My expectation is quite different. A good test of the evidence is whether, given what we know, could it reasonably have been any other way. If yes, then we have a theory not an answer.
It might surprise you that I learned this perspective from years of reading material about the search for the Historical Jesus. (That’s the connection to Easter, today.)
I came across an excellent example last night, reading before bed.
John Shelby Spong (former Episcopal bishop of Newark), writing about influences of the Old Testament on the Gospels. has a passage about Jesus’ entry into Jerusalem (“Palm Sunday”). The episode parallels Zechariah 9:9. The debate here is whether this is a prophecy or propaganda. Did Jesus just happen to fulfill the prophecy or did he set it up so he would be seen to fulfill it? Most people I know believe it was a set up.
After briefly scoping the debate, Spong surprises us with an insight that transforms the problem: “The argument of the traditionalists that Jesus must have deliberately and overtly acted out this image as a way of making a messianic statement is, in my mind, the last gasp of a literalist mentality that is in perpetual retreat from reality.”
Wonderful. There are more than just the two alternatives we hear about everywhere in the literature.
Spong suggests a third alternative: the Gospel writers are telling a metaphorical story inspired by Messianic prophecies. In fact (he believes), the Gospels follow a story line suggested by both Isaiah and Zechariah. (Jesus For The Non-Religious (2008), 189).
Wonderful. Now we have a fuller range of possibilities.

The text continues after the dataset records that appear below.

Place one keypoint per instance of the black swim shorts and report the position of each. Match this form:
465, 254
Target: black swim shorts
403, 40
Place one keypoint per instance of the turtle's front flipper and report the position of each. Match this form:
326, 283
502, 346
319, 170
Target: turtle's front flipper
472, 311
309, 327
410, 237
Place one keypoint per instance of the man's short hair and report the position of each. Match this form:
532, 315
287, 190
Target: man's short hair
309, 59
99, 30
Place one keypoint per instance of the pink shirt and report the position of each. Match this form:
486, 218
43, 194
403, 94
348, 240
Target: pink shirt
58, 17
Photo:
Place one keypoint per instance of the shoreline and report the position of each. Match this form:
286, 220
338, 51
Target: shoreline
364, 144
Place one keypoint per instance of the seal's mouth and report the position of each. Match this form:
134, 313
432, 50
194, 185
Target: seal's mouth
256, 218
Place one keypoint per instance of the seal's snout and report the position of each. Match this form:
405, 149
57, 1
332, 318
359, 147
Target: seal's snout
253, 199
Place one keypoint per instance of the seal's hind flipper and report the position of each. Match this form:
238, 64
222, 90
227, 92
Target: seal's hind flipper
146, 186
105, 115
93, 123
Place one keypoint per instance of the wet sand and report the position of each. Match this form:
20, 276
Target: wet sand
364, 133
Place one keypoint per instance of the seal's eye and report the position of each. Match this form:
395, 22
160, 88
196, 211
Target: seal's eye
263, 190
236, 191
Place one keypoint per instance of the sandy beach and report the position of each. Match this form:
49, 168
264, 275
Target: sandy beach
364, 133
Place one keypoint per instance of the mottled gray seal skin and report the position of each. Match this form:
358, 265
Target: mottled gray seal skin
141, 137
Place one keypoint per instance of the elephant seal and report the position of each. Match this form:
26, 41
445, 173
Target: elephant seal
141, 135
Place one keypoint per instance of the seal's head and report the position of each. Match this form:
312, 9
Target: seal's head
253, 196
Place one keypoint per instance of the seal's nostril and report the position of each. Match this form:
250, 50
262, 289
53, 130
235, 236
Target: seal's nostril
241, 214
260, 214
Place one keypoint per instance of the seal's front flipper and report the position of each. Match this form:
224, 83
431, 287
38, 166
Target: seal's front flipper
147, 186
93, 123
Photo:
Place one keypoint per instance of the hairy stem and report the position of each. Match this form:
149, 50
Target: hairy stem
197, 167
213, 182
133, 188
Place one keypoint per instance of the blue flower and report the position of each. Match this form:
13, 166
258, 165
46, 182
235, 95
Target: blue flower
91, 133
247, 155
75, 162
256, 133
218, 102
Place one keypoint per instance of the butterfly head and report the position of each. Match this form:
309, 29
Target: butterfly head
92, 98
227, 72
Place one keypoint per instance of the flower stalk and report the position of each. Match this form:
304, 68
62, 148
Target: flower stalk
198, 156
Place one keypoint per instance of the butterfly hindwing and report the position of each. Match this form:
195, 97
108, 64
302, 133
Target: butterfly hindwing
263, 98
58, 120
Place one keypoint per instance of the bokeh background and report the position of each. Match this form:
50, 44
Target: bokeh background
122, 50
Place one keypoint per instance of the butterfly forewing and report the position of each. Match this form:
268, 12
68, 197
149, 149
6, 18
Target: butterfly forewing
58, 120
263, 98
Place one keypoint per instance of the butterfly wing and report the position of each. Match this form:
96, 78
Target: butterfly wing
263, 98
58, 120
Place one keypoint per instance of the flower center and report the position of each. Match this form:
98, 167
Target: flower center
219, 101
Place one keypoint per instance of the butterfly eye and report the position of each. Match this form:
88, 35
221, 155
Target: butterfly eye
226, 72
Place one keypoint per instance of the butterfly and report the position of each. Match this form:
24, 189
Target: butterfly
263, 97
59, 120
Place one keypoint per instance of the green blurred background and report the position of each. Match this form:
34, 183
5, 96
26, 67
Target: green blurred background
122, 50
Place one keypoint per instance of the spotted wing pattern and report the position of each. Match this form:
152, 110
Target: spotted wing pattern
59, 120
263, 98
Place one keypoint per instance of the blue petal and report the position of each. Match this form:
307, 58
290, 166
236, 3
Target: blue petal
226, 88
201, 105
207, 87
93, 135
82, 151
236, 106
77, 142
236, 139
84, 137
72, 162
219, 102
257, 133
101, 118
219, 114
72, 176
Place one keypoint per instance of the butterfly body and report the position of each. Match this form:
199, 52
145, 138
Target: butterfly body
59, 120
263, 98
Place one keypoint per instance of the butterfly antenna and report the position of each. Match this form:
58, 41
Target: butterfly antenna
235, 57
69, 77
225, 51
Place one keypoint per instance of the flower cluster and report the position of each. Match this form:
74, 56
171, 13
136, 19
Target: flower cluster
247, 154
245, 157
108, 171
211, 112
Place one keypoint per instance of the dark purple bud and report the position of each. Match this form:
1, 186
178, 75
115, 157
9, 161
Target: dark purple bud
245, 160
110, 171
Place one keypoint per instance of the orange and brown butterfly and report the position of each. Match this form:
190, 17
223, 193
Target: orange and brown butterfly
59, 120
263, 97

To my way of thinking, that means less certainty. Given the evidence we have, it could have been at least two different ways, and maybe three. That means we don’t really know. And that’s huge.
Maybe it shouldn’t be a surprise alternative history works the same way. When I talk to anyone who has read Holy Blood, Holy Grail or anything on a related topic, I can pretty much bet the ranch they believe it. It’s rare, very rare, to find someone who also read something that challenged it and even rarer to find someone who read critically.
Bottom line: No matter the topic, everyone has a theory. And most people seem to believe the theory presented in the one and only book they read. A good genealogist will think of more possibilities, look for other reasonable theories, not try to cut off debate by being too sure, too soon.